Re: [Rd] ?Syntax wrong about `?`'s precedence ?

2019-08-30 Thread Stephen Ellison
> From: R-devel [mailto:r-devel-boun...@r-project.org] On Behalf Of Ant F
> Sent: 29 August 2019 12:06
> To: r-devel@r-project.org
> Subject: [Rd] ?Syntax wrong about `?`'s precedence ?
> ...
> See the following example :
> 
> `?` <- `+`

I'm curious; What did you expect to happen if you replace the function '?' with 
the operator '+' ?
? is surely now being evaluated as a user-defined function and not as an 
operator. 
Would you expect the results of doing that to be the same as evaluation without 
replacement?

S Ellison




***
This email and any attachments are confidential. Any use...{{dropped:8}}

__
R-devel@r-project.org mailing list
https://stat.ethz.ch/mailman/listinfo/r-devel


Re: [Rd] ?Syntax wrong about `?`'s precedence ?

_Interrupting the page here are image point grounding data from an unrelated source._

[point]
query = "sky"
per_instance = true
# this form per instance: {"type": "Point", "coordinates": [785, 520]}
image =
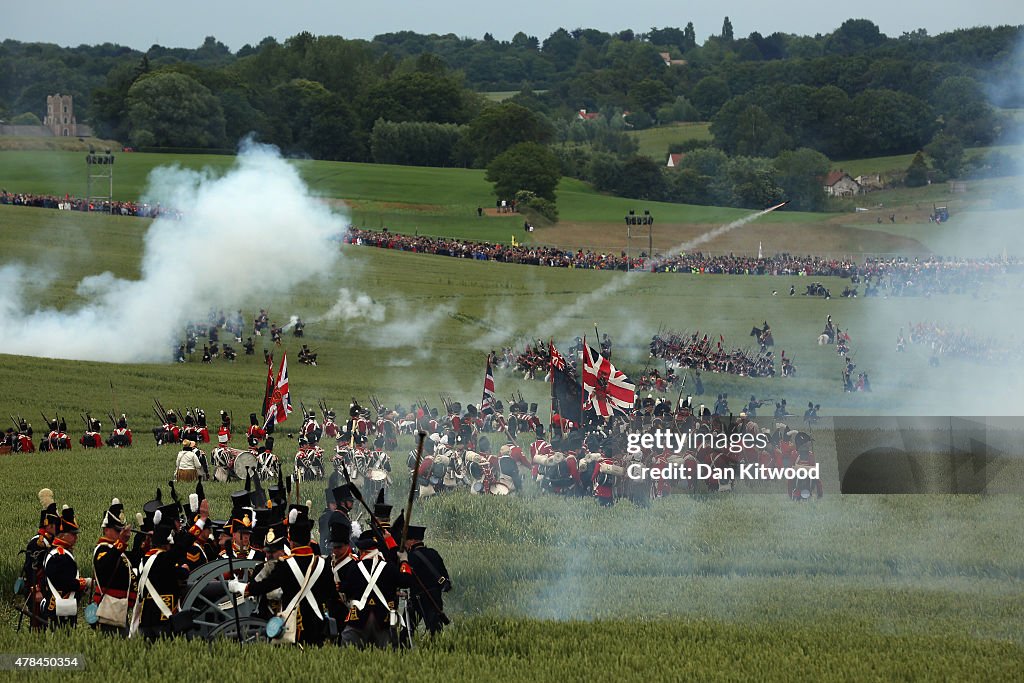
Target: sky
{"type": "Point", "coordinates": [140, 24]}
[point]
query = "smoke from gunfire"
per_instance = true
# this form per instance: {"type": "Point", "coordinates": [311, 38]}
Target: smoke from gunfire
{"type": "Point", "coordinates": [256, 231]}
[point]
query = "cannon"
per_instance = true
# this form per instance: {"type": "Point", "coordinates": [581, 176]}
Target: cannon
{"type": "Point", "coordinates": [213, 610]}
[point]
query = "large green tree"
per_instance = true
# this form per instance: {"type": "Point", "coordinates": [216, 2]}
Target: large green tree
{"type": "Point", "coordinates": [172, 110]}
{"type": "Point", "coordinates": [799, 174]}
{"type": "Point", "coordinates": [498, 127]}
{"type": "Point", "coordinates": [524, 166]}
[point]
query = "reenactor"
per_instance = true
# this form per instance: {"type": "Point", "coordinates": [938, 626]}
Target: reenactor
{"type": "Point", "coordinates": [307, 589]}
{"type": "Point", "coordinates": [369, 584]}
{"type": "Point", "coordinates": [61, 584]}
{"type": "Point", "coordinates": [116, 586]}
{"type": "Point", "coordinates": [92, 438]}
{"type": "Point", "coordinates": [430, 582]}
{"type": "Point", "coordinates": [339, 507]}
{"type": "Point", "coordinates": [35, 553]}
{"type": "Point", "coordinates": [255, 430]}
{"type": "Point", "coordinates": [162, 580]}
{"type": "Point", "coordinates": [121, 436]}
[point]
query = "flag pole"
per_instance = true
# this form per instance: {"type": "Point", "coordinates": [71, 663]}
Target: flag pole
{"type": "Point", "coordinates": [551, 377]}
{"type": "Point", "coordinates": [583, 382]}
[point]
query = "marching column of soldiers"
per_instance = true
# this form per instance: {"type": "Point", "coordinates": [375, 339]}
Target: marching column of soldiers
{"type": "Point", "coordinates": [361, 588]}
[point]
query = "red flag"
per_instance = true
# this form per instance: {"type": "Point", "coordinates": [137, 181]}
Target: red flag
{"type": "Point", "coordinates": [268, 390]}
{"type": "Point", "coordinates": [557, 359]}
{"type": "Point", "coordinates": [487, 402]}
{"type": "Point", "coordinates": [281, 400]}
{"type": "Point", "coordinates": [608, 389]}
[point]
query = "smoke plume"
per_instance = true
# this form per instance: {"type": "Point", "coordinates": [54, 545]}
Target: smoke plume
{"type": "Point", "coordinates": [253, 232]}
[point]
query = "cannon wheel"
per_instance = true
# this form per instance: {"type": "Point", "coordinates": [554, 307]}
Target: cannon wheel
{"type": "Point", "coordinates": [211, 614]}
{"type": "Point", "coordinates": [253, 630]}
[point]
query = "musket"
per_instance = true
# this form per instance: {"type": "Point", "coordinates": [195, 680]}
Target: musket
{"type": "Point", "coordinates": [114, 398]}
{"type": "Point", "coordinates": [374, 522]}
{"type": "Point", "coordinates": [229, 548]}
{"type": "Point", "coordinates": [412, 485]}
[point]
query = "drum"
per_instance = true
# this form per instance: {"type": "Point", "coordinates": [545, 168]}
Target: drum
{"type": "Point", "coordinates": [243, 462]}
{"type": "Point", "coordinates": [508, 466]}
{"type": "Point", "coordinates": [503, 486]}
{"type": "Point", "coordinates": [439, 467]}
{"type": "Point", "coordinates": [426, 465]}
{"type": "Point", "coordinates": [608, 474]}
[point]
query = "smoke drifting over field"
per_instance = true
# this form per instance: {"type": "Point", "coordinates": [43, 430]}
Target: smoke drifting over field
{"type": "Point", "coordinates": [557, 324]}
{"type": "Point", "coordinates": [253, 232]}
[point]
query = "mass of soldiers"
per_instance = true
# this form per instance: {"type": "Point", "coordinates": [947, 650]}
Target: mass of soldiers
{"type": "Point", "coordinates": [947, 340]}
{"type": "Point", "coordinates": [215, 348]}
{"type": "Point", "coordinates": [693, 351]}
{"type": "Point", "coordinates": [360, 588]}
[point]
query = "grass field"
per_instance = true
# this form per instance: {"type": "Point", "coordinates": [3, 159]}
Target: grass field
{"type": "Point", "coordinates": [747, 587]}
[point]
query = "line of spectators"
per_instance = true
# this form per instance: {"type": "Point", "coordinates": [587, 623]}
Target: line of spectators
{"type": "Point", "coordinates": [68, 203]}
{"type": "Point", "coordinates": [884, 276]}
{"type": "Point", "coordinates": [935, 269]}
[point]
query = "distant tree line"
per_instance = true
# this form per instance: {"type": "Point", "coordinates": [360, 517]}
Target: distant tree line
{"type": "Point", "coordinates": [778, 104]}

2019-08-30 Thread William Dunlap via R-devel
Precedence is a property of the parser and has nothing to do with the
semantics assigned to various symbols.  Using just core R functions you can
see the precedence of '?' is between those of '=' and '<-'.

> # '=' has lower precedence than '?'
> str(as.list(parse(text="a ? b = c")[[1]]))
List of 3
 $ : symbol =
 $ : language `?`(a, b)
 $ : symbol c
> str(as.list(parse(text="a = b ? c")[[1]]))
List of 3
 $ : symbol =
 $ : symbol a
 $ : language `?`(b, c)
> # '<-' has higher precedence than '?'
> str(as.list(parse(text="a ? b <- c")[[1]]))
List of 3
 $ : symbol ?
 $ : symbol a
 $ : language b <- c
> str(as.list(parse(text="a <- b ? c")[[1]]))
List of 3
 $ : symbol ?
 $ : language a <- b
 $ : symbol c

Bill Dunlap
TIBCO Software
wdunlap tibco.com


On Fri, Aug 30, 2019 at 4:41 AM Stephen Ellison 
wrote:

> > From: R-devel [mailto:r-devel-boun...@r-project.org] On Behalf Of Ant F
> > Sent: 29 August 2019 12:06
> > To: r-devel@r-project.org
> > Subject: [Rd] ?Syntax wrong about `?`'s precedence ?
> > ...
> > See the following example :
> >
> > `?` <- `+`
>
> I'm curious; What did you expect to happen if you replace the function '?'
> with the operator '+' ?
> ? is surely now being evaluated as a user-defined function and not as an
> operator.
> Would you expect the results of doing that to be the same as evaluation
> without replacement?
>
> S Ellison
>
>
>
>
> ***
> This email and any attachments are confidential. Any u...{{dropped:10}}

__
R-devel@r-project.org mailing list
https://stat.ethz.ch/mailman/listinfo/r-devel


Re: [Rd] ?Syntax wrong about `?`'s precedence ?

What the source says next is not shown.